Excellent discussion, let me add my view on some of the
things referred to here:
There are several reasons you would like to add a nosql or even database
(shudder ) alongside elasticsearch, but the main one is that they all
have really cool features that elasticsearch does not provide (some of it
will never provide due to the "search" nature). Some examples include
relational model (you hear that, I called this cool ; ) ), cross operation
transactions, or nosql specific features such as couchdb unique way of
Other features might eventually end up implemented in elasticsearch, such as
full real time, or "parent child" relationships.

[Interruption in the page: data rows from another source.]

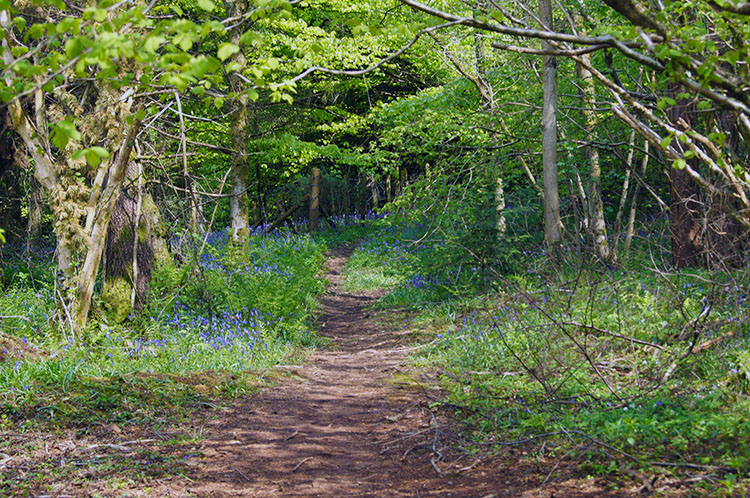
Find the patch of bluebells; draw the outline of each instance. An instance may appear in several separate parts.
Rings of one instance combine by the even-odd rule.
[[[428,243],[414,243],[424,237],[427,229],[427,223],[400,223],[382,227],[373,236],[366,238],[357,252],[402,260],[408,254],[433,248]]]
[[[412,289],[431,289],[440,285],[443,285],[443,281],[436,276],[423,276],[417,274],[404,282],[403,287]]]
[[[156,321],[156,318],[152,320]],[[131,358],[144,354],[157,355],[159,350],[174,349],[182,344],[200,342],[214,351],[235,350],[251,354],[257,347],[268,349],[265,342],[270,331],[282,320],[258,309],[234,311],[225,308],[207,317],[191,313],[184,305],[176,306],[174,314],[166,316],[163,334],[159,338],[135,340],[126,350]]]
[[[445,335],[438,334],[437,338],[439,342],[442,342],[444,347],[447,349],[451,342],[459,338],[470,338],[475,342],[482,342],[486,340],[495,341],[502,336],[497,325],[497,317],[494,317],[492,323],[484,323],[481,320],[477,320],[477,311],[474,310],[470,315],[467,315],[461,319],[461,326],[455,331],[449,331]]]

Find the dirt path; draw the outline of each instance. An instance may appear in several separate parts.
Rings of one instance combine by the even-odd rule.
[[[403,368],[405,338],[375,320],[368,309],[375,296],[343,290],[348,252],[336,251],[328,263],[331,288],[322,300],[320,332],[332,346],[294,369],[283,385],[247,399],[210,427],[216,436],[202,448],[207,460],[191,476],[192,493],[463,497],[498,492],[479,475],[438,475],[431,463],[438,459],[432,450],[434,423],[425,403],[390,382]]]
[[[206,427],[191,496],[603,496],[577,485],[537,494],[528,464],[503,470],[449,452],[425,396],[392,380],[405,368],[403,333],[369,311],[377,296],[343,290],[350,252],[328,263],[320,332],[332,346]]]

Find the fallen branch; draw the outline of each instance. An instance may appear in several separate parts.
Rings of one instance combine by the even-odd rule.
[[[634,342],[636,344],[642,344],[643,346],[649,346],[649,347],[656,348],[662,351],[664,350],[663,346],[659,346],[658,344],[654,344],[653,342],[642,341],[634,337],[628,337],[626,335],[618,334],[617,332],[612,332],[611,330],[594,327],[593,325],[586,325],[585,323],[578,323],[578,322],[560,322],[560,323],[563,325],[570,325],[572,327],[580,327],[583,329],[593,330],[594,332],[611,335],[612,337],[617,337],[618,339],[623,339],[625,341]]]
[[[294,468],[292,469],[292,472],[297,472],[297,470],[299,470],[299,468],[302,467],[302,464],[304,464],[305,462],[309,462],[312,459],[313,457],[303,458],[300,463],[294,466]]]

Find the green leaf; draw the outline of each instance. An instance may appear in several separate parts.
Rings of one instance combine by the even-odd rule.
[[[232,54],[236,54],[240,51],[240,47],[234,43],[222,43],[219,45],[219,50],[216,51],[216,56],[222,61],[227,60]]]
[[[77,142],[81,139],[81,133],[76,125],[67,117],[52,125],[52,143],[60,150],[64,150],[70,140]]]
[[[206,12],[213,12],[216,8],[216,4],[211,0],[198,0],[198,7],[205,10]]]
[[[146,38],[146,41],[143,44],[143,48],[144,50],[146,50],[146,52],[153,54],[165,41],[166,38],[163,36],[149,36],[148,38]]]
[[[107,159],[108,157],[109,152],[104,147],[91,147],[86,149],[86,162],[89,163],[89,166],[92,168],[99,166],[102,159]]]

Regarding storing just what you want to search on and be displayed, then I
agree as well. Note that no matter how fast your nosql if choice is, its
always faster to return the data as part of the search request, then
returning a list of ids and looking them up in a nosql. By the way, if
someone is up to an interesting test, then test elasticsearch key based
lookup performance against other nosqls, you will be surprised at the
results (and elasticsearch does no caching on key based lookups, except
for the os file system cache of course).
Regarding mongodb, then yes, sadly, the only options I see in integrating it
with elasticsearch is by doing it on the "application" layer, by applying
the same operations done on both mongodb and elasticsearch. This can be
abstracted away within the mongodb client driver of choice, which would make
life much simple.
If mongodb had a post commit hooks, or a way to get the stream of changes
happening on it, then other integration points would have been possible.
Regarding the "update" option. An update is a delete and then reindexing
that document. This is called "index" in elasticsearch and is actually the
default mode when indexing data. There is an option to "create" a document,
which will do no deletion in advance, which will result in better
performance, but if you have two "creates" with the same id, then two
documents will exists for it.
On Sun, Oct 3, 2010 at 3:26 AM, Martijn Laarman email@example.com:
To all wondering why you might still need a nosql solution next to
ElasticSearch here's my two cents.
ElasticSearch is still NRT whereas with (most) nosql document stores adding
a document will make it available immediately afterwards (Real time).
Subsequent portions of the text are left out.